TUNI TCSC Cluster

This guide is based on similar one made for the previous TUNI cluster Narvi and can be found from X Files of this Wiki (TUNI Narvi Cluster)

This document describes how to use the TUNI TCSC computing cluster.

What is TCSC?

Narvi is the SLURM cluster that substituted the old Narvi cluster in 2025 (that replaced even older Merope cluster in 2017).
The cluster is used by researchers, faculty members, and students at Tampere University.
There are powerful CPU-only (e.g. Xeon) and GPU nodes (e.g. 4xV100 and 8xH200) - details about available resources can be found from the TCSC Web page.

How to Get an Account?

The user rights are granted per research team and maintained by the team leader (PI).

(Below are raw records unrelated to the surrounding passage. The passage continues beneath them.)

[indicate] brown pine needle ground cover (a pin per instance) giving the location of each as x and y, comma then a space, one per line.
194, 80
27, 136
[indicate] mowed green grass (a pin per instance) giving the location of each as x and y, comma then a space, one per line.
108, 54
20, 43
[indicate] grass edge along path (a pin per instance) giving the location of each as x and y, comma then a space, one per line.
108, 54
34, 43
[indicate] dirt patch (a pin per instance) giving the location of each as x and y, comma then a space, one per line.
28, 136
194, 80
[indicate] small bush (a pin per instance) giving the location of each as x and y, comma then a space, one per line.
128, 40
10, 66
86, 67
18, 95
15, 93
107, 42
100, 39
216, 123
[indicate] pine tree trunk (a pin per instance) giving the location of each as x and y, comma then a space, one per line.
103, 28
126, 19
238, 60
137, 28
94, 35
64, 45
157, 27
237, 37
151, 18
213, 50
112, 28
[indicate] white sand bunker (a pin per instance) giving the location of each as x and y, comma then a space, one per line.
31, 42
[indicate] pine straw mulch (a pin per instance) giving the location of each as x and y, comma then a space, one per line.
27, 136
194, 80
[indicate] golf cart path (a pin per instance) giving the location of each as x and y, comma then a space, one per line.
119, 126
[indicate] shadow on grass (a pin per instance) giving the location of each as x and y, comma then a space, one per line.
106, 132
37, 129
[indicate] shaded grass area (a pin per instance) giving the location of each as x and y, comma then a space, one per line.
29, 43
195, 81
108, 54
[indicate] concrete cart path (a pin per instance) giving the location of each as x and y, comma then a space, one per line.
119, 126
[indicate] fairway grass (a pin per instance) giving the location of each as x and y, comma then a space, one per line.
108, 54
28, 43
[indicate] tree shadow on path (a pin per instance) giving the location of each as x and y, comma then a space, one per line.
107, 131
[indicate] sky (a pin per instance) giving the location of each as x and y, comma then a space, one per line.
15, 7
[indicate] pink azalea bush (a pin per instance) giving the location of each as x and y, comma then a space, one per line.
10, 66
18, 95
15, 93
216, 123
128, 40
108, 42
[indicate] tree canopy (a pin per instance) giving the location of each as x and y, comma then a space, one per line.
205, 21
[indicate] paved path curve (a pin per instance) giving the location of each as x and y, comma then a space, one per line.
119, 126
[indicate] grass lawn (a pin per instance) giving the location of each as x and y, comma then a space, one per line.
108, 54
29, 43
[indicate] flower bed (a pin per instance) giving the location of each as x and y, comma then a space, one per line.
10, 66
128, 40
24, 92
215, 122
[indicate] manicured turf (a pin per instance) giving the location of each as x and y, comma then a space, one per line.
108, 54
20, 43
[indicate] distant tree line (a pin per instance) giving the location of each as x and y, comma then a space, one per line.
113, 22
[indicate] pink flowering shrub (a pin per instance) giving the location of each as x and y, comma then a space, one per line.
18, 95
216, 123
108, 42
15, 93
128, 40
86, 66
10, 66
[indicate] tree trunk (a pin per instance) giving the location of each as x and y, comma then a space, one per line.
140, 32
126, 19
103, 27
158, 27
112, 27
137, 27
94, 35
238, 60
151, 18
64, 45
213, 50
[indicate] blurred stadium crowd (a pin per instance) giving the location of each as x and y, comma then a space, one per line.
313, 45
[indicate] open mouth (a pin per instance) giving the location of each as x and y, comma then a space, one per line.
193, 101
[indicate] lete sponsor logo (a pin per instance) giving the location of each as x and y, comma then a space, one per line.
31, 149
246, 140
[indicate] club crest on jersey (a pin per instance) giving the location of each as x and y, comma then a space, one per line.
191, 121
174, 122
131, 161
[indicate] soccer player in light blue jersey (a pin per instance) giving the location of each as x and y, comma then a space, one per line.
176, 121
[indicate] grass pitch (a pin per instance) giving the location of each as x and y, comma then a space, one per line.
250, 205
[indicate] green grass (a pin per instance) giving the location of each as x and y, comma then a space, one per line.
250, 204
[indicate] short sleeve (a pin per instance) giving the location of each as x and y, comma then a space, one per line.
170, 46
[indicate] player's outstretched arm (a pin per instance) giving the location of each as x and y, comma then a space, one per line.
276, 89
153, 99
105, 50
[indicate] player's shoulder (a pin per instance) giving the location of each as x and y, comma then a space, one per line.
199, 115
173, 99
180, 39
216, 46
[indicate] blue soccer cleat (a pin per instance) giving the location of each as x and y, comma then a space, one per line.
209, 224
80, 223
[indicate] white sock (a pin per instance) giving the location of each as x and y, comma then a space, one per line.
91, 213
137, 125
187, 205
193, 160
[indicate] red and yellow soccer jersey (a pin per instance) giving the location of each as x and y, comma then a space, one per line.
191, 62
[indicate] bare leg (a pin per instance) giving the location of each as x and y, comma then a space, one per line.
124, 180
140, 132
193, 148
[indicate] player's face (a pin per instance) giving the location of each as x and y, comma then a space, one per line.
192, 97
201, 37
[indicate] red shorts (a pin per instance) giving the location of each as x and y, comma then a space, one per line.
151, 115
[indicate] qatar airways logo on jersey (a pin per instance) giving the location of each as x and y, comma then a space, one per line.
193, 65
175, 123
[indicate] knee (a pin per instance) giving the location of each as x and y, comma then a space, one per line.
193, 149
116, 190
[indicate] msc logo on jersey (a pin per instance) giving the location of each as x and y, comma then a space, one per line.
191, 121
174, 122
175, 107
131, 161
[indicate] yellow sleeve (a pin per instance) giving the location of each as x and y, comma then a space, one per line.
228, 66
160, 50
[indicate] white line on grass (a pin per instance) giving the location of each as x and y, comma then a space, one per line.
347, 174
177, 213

Details about obtaining the rights is found from TUNI Intranet and it can take several days.

Once you have the accounts ready, you can access the computing resources through a dedicated Web interface or old-fashioned using terminal with ssh. Note that outside the campus network VPN connectin can be needed.

How to Check the Queue

To see the status of the queue, type

squeue
# for a specific partitions (e.g. `test`).
squeue -p test
# for a specific user
squeue -u <user>

Available job queues are listed in the internal TCSC wiki (access is limited).

How to Run a Job

Remember: do not use the login node for computation – it is slow and will degrade the performance of the login node for other users!

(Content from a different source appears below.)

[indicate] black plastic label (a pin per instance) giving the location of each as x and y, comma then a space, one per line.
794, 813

There are two common ways to run a job at a slurm cluster:

srun
sbatch

The main difference is that srun is interactive which means the terminal will be attached to the current session. The experience is just like with any other command in your terminal. Note, that when the queue is full you will have to wait until you get resources.

If you use sbatch, you submit your job to the slurm queue and get your terminal back; you can disconnect, kill your terminal, etc. with no consequence. In the case of srun, killing the terminal would kill the job. Hence, sbatch is recommended.

Here is the example srun command which will ask the cluster to start an interactive shell with 1 GPU (--gres) and 10 CPUs (--cpus-per-task), 10 GB of RAM (--mem-per-cpu) that will be available to you for 30 minutes (--time):

srun \
    --pty \
    --job-name pepe_run \
    --partition gpu \
    --gres gpu:1 \
    --mem-per-cpu 1G \
    --ntasks 1 \
    --cpus-per-task 10 \
    --time 00:30:00 \
    /bin/bash -i

and this is an example sbatch command which will ask the cluster to run my_script.sh with 1 GPU and 10 CPUs, 10 GB of RAM that will run for at most 30 minutes (if the script has finished execution the job will be ended), the output and error logs will be saved to log_JOBID.txt (--output, --error):

sbatch \
    --job-name pepe_run \
    --partition gpu \
    --gres gpu:1 \
    --mem-per-cpu 1g \
    --ntasks 1 \
    --cpus-per-task 10 \
    --time 00:30:00 \
    --output log_%j.txt \
    --error log_%j.txt \
    my_script.sh

you may also use --constraint='kepler|pascal|volta' in order to select a specific gpu architecture.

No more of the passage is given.